Allí, en el pozo bien profundo, no quería ir más allá. Quería quedarme con las pesadillas pero que al menos tuvieran el césped bien verde de los jardines cuidados y las cercas bien blancas y recién pintadas, el bombero sonriente y amigo que pasa a nuestro lado, el sol radiante en el vecindario, aunque hubiese una oreja cortada en mi camino. Pesadilla sí, pero con las botas de piel de víbora de Nicolas Cage o los dientes podridos de Willem Dafoe como el mítico Bobby Peru. Y Lynch me plantó otro indio al borde de la cama: a un siniestro como nunca Robert Blake que te dice a los ojos que en este momento está entrando en tu casa, o a un cowboy aterrador que no sé qué advertencias nos hace.
Con paciencia de buen espectador me di cuenta de que el pozo era mucho más profundo de lo que imaginaba. La primera vez que vi Inland Empire me pareció larga y antojadiza. ¿Y esos personajes con cabeza de conejo de qué van? Pobrecito yo. Hace un tiempo me asaltaron ganas de ver una película de Lynch, miré el menú y dije: Inland Empire, algo me pide darle otra oportunidad. Granulada, ojerosa, terrible y exitosamente dispersa en pequeñas partículas de historias, es una puta obra maestra. Atesoro varios momentos y primeros planos y ya tengo ganas de verla de nuevo. Lo siniestro hecho arte. Y con una actuación monumental de Laura Dern.
No todo es alegría en el profundo pozo que nos abrió David Lynch. Allí está Duna, fracaso total y aborrecida por el propio director, quien no tuvo el corte definitivo de la película. También hay muchos trabajos experimentales, algunos interesantes y otros muy aburridos. Porque Lynch, además de cineasta, era pintor, músico, diseñador de muebles, ceramista y actor. Y además practicaba la meditación trascendental.
Y si algo no hay en el pozo de Lynch es corrección política, ese veneno que hoy abunda en altas dosis.
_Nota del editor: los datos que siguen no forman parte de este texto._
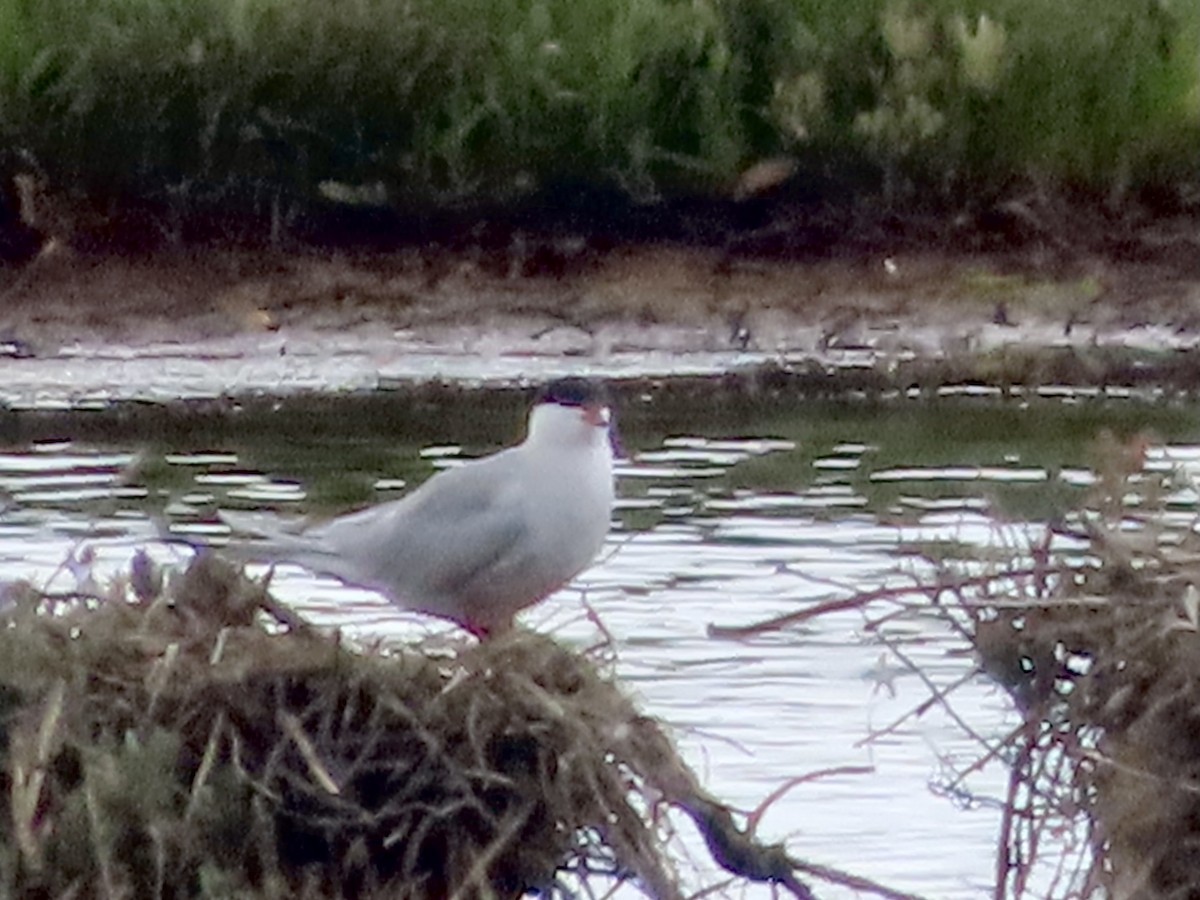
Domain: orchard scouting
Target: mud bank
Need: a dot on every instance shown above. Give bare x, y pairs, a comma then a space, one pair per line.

No hagas chistes con el ciego; no digas “enano”; no estigmatices al que le gusta vestirse de mujer o al que se autopercibe como un molusco. “Muy pronto no va a ser posible hacer cine”, dijo Lynch. “Hay demasiados grupos diferentes allá afuera que se van a molestar por algo”. Y resalto “allá afuera”. Yo, en la casa de Lynch, por supuesto.
Tengo la solución para todos esos grupos: arrojarlos al pozo.